FabianIsensee commented 8 months ago

Hey, how did it go? Did the inference complete?

mazensoufi commented 8 months ago

Hi, thanks for the question. Nope, though I was patient (I waited for a few days on a single volume), the job was still running but didn't get any output. I skipped the resampling (the voxel spacing was not far smaller than the training data), and it was quickly completed with acceptable accuracy, so the resampling step seemed to be the bottleneck. I still didn't find the reason behind the issue.

FabianIsensee commented 8 months ago

You are not able to share your image & checkpoint I presume? If you can share them I could dig on our end :-)

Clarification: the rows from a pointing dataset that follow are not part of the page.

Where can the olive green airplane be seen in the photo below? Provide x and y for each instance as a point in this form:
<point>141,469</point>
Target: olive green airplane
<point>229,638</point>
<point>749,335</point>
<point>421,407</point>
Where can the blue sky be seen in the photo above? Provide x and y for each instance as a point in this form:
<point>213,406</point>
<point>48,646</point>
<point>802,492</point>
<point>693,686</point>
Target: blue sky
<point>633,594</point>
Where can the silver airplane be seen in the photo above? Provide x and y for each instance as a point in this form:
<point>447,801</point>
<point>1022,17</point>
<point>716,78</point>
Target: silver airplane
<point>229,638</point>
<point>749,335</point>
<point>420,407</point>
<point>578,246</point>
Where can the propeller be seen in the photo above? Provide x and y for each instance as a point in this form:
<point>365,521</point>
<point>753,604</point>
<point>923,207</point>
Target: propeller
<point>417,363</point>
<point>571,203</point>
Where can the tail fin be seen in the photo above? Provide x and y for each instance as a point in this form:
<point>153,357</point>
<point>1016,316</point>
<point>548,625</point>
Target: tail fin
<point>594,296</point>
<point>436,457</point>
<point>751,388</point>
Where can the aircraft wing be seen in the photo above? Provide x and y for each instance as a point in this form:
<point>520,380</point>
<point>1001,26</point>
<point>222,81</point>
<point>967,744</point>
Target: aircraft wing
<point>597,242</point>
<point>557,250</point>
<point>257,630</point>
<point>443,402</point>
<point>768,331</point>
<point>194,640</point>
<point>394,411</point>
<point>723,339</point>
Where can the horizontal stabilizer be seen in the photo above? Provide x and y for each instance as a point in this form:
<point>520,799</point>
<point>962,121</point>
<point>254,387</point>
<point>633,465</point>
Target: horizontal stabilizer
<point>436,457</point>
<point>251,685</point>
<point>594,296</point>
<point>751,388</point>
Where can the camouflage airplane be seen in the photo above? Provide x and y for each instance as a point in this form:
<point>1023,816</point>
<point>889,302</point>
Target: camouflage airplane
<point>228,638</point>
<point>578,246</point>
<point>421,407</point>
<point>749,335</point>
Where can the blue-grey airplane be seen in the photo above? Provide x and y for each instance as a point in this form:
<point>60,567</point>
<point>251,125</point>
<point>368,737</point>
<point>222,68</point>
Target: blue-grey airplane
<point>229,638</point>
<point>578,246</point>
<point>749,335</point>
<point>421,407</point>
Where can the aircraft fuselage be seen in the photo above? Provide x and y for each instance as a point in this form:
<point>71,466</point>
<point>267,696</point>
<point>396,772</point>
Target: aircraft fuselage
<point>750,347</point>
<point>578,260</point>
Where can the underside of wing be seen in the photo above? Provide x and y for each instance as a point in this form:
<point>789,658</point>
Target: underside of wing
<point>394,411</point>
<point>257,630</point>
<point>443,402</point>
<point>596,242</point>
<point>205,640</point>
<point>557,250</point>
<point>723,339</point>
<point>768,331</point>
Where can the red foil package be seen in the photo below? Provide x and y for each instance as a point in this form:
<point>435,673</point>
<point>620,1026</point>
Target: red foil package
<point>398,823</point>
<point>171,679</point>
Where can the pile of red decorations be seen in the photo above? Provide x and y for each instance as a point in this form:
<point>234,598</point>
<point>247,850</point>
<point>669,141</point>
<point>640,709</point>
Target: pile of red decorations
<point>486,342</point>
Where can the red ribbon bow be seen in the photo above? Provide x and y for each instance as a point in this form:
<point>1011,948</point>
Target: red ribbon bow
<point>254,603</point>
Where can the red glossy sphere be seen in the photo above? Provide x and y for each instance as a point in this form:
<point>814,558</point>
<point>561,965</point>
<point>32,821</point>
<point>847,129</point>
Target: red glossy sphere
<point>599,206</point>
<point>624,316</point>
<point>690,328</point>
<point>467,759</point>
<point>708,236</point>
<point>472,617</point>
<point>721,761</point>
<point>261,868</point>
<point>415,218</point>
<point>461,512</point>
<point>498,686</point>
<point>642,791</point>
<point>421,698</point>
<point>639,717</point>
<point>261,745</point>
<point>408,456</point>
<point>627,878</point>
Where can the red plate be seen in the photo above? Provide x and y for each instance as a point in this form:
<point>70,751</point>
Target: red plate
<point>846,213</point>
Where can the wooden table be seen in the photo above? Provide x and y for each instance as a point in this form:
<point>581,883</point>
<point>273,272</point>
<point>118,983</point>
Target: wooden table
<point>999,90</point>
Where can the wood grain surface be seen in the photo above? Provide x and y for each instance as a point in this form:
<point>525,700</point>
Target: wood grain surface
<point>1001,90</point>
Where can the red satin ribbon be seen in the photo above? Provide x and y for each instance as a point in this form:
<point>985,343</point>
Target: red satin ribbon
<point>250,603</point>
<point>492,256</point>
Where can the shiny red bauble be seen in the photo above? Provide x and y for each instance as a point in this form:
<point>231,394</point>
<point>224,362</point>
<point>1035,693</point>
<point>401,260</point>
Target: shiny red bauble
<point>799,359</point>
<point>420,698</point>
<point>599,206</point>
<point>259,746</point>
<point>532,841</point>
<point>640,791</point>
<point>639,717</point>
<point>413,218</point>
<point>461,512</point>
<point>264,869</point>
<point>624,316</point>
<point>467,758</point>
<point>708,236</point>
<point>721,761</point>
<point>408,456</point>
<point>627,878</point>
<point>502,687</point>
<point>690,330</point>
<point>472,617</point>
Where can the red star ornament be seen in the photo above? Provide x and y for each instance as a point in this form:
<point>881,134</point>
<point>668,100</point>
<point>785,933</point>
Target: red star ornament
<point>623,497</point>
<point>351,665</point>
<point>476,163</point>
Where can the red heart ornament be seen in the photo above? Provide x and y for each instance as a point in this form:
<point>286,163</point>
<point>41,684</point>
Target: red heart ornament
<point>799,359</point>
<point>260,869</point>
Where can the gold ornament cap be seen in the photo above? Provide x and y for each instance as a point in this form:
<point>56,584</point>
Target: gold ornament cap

mazensoufi commented 8 months ago

Thanks a lot always for your help. Unfortunately, sharing the model and data is not possible due to the ethical restrictions. I would appreciate it if you found any solution and shared it in the future.

FabianIsensee commented 8 months ago

Well that's a bummer! Have you tried debugging things on your end? You could try running inference in one of the other ways nnU-Net supports: https://github.com/MIC-DKFZ/nnUNet/blob/master/nnunetv2/inference/readme.md

mazensoufi commented 8 months ago

Thanks, I will try the other inference methods on that case (I'm using some of those for processing large batches of volumes, so helpful!)

For the debugging, I tried to apply the inference on the part of the original volume by reducing the number of slices in the Z direction, but that also did not change the behavior. I will also dig deeper to see where the resampling is getting stuck and share if I find any solution.

FabianIsensee commented 8 months ago

any update on this?

mazensoufi commented 8 months ago

sorry no updates yet as I got busy with other issues, will close it for now and reopen when I get updates on it thanks a lot for your help

mazensoufi commented 3 months ago

@FabianIsensee Hi Fabian, sorry it took a while, but I tried debugging and found the issue was related to the lru_cachedecorator settings at the plans_handler.py resampling functions.

The maxsize parameter is set in default to 128 in multiple functions (e.g. the resampling ones, like resampling_fn_seg), but when the volume is too large, the number of the extracted subvolumes from the large volume also becomes much larger than 128, leading the CPU doing the resampling to crash or enter infinite waiting.

After setting the maxsizeto None, the problem was solved. However, it would cause an infinite expansion of the cache, so I think it should be used carefully (or maybe adjusted dynamically based on the segmented volume...)

Please let me know if you have any comments on this solution.

FabianIsensee commented 3 months ago

I am not sure I agree on the interpretation. We always specify a maxsize and our specified value is typically quite small (1-10). resampling_fn_seg for example hat a maxsize=1. Regardless, the caching here is completely unrelated to the subvolumes. Not only because the subvolumes are merged before passing the result to the resampling function but more importantly because resampling_fn_seg only returns a function pointer to the resampling function and is not the resampling function itsels. So no computed values are cached, just what function is supposed to be used. Since the output is also always the same, there should be no effect to modifying the maxsize argument of the lru_cache wrapping that function. Do you have any other explanation for why it works now or did you change other things as well?